You can take a section out









Stormy in it


----------



## ~Jessie~ (Oct 30, 2005)

That is a really great idea. Thanks for posting up pictures


----------



## Rubyfox (Jul 11, 2005)

They look great, :wink: I wounder if they do something like that in the uk...it would be great to put Ella in.


----------



## foxywench (Feb 7, 2005)

i always worry with the connector things they tend to pop out alot or break so i used cable ties, there pretty cheap and if you do them jus tight enough you can fold the unit up (like you would an x-pen) for storage without having a bunch of lose pannels and connectors around.
i had like 50 left over from when i had them as a shelving unit, i used a bunch of them to make a play yard for vixie and dodger (our yard is fenced but not seure enough yet theres a few high spots) and the rest make GREAT cages for some of the animals i get in for wildife rehab.


----------



## Vala (Jul 8, 2004)

:wink: That's what my bf said I should use to block the kitchen..I guess I should pay more attention to him sometimes...cause I didn't think it would work but you just prove me wrong!


----------



## Rubyfox (Jul 11, 2005)

Vala said:


> :wink: That's what my bf said I should use to block the kitchen..I guess I should pay more attention to him sometimes...cause I didn't think it would work but you just prove me wrong!

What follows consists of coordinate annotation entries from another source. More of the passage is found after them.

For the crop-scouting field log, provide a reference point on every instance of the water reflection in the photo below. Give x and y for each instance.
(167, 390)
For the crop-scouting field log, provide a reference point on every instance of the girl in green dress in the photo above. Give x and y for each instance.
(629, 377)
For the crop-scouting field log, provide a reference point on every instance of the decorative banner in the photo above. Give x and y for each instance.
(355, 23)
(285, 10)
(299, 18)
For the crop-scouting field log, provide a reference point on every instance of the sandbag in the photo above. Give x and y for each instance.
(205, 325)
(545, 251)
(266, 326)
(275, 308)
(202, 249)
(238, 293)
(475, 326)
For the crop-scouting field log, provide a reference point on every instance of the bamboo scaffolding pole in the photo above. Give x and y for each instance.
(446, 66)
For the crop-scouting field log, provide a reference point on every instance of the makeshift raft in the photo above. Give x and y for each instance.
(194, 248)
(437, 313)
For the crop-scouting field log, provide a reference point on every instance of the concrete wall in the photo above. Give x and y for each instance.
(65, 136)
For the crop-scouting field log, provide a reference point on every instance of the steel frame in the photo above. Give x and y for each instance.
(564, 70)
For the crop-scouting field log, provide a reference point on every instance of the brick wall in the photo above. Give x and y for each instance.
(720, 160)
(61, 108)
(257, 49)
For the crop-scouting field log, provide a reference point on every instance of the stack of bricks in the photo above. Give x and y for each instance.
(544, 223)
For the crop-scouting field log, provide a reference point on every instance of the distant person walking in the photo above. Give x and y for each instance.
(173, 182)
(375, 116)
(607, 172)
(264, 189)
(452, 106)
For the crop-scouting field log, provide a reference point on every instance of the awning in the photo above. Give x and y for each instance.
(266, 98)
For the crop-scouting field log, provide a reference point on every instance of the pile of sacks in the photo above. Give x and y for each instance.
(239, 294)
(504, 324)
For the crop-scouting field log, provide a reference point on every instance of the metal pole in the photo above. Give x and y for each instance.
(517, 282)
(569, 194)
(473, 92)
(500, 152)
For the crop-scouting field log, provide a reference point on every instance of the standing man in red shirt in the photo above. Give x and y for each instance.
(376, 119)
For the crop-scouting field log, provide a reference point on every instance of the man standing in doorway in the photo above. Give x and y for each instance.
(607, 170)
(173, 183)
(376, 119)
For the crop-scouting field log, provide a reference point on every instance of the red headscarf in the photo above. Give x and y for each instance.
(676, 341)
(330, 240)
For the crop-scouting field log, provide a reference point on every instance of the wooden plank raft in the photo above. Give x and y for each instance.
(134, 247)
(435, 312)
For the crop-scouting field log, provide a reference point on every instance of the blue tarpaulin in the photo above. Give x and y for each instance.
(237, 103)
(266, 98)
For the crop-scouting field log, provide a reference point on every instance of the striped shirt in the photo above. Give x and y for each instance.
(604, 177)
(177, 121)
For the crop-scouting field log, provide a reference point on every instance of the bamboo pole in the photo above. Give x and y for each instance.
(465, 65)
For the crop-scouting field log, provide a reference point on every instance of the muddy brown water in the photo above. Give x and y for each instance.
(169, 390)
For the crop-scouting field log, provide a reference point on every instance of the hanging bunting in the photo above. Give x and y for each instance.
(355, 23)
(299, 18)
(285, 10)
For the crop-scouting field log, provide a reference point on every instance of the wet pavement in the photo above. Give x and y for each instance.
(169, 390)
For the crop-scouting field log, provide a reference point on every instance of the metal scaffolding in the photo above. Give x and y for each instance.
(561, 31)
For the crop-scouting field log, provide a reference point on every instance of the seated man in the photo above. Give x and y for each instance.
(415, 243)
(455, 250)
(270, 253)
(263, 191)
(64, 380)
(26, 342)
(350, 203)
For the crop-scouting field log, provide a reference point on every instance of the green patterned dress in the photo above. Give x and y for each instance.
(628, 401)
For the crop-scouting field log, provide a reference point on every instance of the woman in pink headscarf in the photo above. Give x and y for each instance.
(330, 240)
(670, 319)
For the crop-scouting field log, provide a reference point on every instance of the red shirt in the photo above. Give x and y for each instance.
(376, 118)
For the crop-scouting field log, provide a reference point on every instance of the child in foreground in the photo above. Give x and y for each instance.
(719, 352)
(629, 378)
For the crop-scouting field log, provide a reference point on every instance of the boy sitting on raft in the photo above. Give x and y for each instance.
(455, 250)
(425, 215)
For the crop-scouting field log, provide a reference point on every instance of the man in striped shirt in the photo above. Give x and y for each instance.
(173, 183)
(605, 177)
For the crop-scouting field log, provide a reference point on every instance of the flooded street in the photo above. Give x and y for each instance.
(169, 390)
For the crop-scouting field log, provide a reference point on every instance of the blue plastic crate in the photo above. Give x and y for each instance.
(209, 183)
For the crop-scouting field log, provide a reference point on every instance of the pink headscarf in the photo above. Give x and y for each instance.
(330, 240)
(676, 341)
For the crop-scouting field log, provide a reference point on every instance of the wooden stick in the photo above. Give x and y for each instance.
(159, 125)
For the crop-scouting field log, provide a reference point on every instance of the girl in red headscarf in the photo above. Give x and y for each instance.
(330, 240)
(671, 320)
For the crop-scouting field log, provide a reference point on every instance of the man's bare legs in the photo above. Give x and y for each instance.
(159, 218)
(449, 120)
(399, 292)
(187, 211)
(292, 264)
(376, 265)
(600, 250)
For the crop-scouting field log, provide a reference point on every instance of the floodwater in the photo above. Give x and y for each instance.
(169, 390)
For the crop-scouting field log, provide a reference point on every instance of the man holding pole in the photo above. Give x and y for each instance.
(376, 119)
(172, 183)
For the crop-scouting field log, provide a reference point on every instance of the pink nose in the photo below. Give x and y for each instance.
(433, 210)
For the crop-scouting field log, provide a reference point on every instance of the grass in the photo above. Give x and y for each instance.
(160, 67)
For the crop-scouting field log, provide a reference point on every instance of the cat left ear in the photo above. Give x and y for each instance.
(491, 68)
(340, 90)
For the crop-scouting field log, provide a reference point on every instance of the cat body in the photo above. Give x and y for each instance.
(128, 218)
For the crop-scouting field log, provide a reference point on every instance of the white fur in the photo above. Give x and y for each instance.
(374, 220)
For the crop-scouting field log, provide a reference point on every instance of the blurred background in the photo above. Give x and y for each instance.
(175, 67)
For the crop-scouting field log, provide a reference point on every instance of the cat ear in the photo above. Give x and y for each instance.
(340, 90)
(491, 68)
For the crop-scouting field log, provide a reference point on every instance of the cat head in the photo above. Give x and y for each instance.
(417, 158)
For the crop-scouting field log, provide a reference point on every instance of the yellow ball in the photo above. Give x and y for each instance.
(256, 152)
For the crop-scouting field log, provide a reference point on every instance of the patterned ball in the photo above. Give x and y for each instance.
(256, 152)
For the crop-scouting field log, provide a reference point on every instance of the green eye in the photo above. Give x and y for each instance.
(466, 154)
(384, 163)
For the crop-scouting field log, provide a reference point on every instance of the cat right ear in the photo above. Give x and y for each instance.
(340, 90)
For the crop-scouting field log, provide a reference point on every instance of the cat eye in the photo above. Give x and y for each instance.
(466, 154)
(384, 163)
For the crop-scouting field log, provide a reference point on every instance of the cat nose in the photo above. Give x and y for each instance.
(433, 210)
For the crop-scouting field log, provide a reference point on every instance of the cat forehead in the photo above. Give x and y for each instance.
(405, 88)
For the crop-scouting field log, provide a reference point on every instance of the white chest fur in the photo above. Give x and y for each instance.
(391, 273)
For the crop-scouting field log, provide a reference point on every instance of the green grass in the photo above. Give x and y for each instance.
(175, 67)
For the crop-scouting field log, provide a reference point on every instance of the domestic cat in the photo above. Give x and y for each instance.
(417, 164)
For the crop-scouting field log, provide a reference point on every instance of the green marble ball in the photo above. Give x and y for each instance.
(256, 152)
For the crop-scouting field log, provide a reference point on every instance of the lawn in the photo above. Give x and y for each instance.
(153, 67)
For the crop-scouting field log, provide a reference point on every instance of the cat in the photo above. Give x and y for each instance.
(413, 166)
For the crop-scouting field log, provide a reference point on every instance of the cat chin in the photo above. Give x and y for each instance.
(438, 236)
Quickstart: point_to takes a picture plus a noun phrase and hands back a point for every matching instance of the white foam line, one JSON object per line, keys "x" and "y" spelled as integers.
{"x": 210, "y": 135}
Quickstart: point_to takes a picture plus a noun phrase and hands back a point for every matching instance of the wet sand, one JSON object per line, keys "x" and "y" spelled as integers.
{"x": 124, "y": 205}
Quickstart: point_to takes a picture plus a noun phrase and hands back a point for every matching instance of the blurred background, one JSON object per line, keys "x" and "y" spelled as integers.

well it's not very often our hubby's are right :wink: LOL


----------



## Clek1430 (Mar 7, 2006)

You can also use the cloroplast floor for the puppy pen as well. They wash up easy.


----------



## LadyBelle1 (Sep 10, 2005)

Clek1430 said:


> You can also use the cloroplast floor for the puppy pen as well. They wash up easy.


I was thinking about that too, but I am not sure if the puppies would dig it up or not. I am going shopping next Saturday so I am going to see if I can find any.


----------



## SCRAPPY (Sep 4, 2005)

nice


----------



## Vala (Jul 8, 2004)

Rubyfox said:


> well it's not very often our hubby's are right :wink: LOL


  Now you're 100% right about that!!


----------



## guinnypigsmom (Feb 9, 2006)

What a great idea!! I use those for shelving in my boys rooms. We a huge opening between our kitchen and living room, maybe I'll try that as an alternative to a baby gate!! Yay!! Thanks for the idea!! :wave:


----------



## newf (Jan 28, 2006)

I use the same thing for my chinchillas to run around in. We zippy tied them instead of the connectors because they did tend to pop off if the chins where wall surfing on them. They work great, and fold up for storage very well.


----------



## CICENIA (Mar 22, 2006)

Where can I get those CUBES?


----------



## newf (Jan 28, 2006)

I have seen them at Walmart, Bed Bath and Beyond, Lowe's, Target.


----------



## Courtney (Jun 2, 2005)

I made one of those when I had guinea pigs, they are nice & easy to maintain. I never thought of using it for dogs, though. Great idea!


----------



## ~Jessie~ (Oct 30, 2005)

My friend Brian's little sister had guinea pigs, and that is what his mom did! She set up one of those on their screened in porch, so the piggies could play during the day outside of their cage.


----------